Six sites could be declared “in danger” at the Riyadh meeting, joining the 55 already on that watchlist.

Venice is in danger from rising water levels, attributed to climate change and excessive numbers of tourists, Mr Lazare Eloundou Assomo, Unesco’s director of world heritage, told AFP.

Ukrainian sites Kyiv and Lviv are “threatened by destruction” in the ongoing war with Russia.

“We don’t know what will happen,” he said.

‘Our humanity’

This year’s applicants for inclusion on the list – 53 including a backlog from 2022 when the meeting, scheduled in Russia, was cancelled because of the war – features a large number of little-known sites, such as Koh Ker, a remote area in the northern Cambodian jungle with several archaeological sites dating back to the Khmer empire.

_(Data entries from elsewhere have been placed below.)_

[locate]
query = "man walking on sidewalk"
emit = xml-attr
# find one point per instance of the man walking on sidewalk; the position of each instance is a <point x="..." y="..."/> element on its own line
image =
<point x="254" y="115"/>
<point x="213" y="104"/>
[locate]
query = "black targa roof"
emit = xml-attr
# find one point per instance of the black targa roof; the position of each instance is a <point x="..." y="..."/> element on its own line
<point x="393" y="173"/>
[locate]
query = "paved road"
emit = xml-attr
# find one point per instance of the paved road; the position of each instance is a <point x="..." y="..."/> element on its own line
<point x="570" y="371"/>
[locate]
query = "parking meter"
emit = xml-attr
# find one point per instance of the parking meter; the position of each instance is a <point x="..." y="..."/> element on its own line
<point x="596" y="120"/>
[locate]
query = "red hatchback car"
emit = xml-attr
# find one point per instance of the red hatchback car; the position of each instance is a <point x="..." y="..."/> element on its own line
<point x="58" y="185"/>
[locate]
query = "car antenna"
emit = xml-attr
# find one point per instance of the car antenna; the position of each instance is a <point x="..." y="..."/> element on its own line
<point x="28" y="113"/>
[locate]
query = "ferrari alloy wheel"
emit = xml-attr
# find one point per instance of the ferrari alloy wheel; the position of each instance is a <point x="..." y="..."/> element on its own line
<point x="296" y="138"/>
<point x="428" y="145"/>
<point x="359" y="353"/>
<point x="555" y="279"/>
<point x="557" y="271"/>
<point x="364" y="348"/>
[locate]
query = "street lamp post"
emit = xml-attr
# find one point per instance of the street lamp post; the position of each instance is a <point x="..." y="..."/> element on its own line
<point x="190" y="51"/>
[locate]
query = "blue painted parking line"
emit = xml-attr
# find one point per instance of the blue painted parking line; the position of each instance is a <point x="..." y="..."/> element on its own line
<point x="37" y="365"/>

Turkey is hoping for recognition of its medieval mosques featuring wooden structures, while France has entered the Maison Carree (Square House) in the south-western city of Nimes, a well-preserved ancient Roman temple.

Tunisia, meanwhile, hopes that the island of Djerba will get a listing, not for the mass tourism it is famous for, but for its “cultural landscape”.

Tajikistan, Turkmenistan and Uzbekistan filed a joint application for the Zarafshan-Karakum Corridor, a 900km stretch along the ancient Silk Road.

Inclusion on the heritage list is a “recognition” that the countries concerned have sites that “are important and contribute to the development of our humanity”, Mr Eloundou Assomo said.

This year’s applications reflect a trend towards more memorial sites, such as the application by Rwanda for four sites commemorating the genocide of the country’s Tutsi population.

Argentina is proposing a site commemorating the victims of the military dictatorship in the 1970s and 80s, and France and Belgium are proposing sites of World War I remembrance.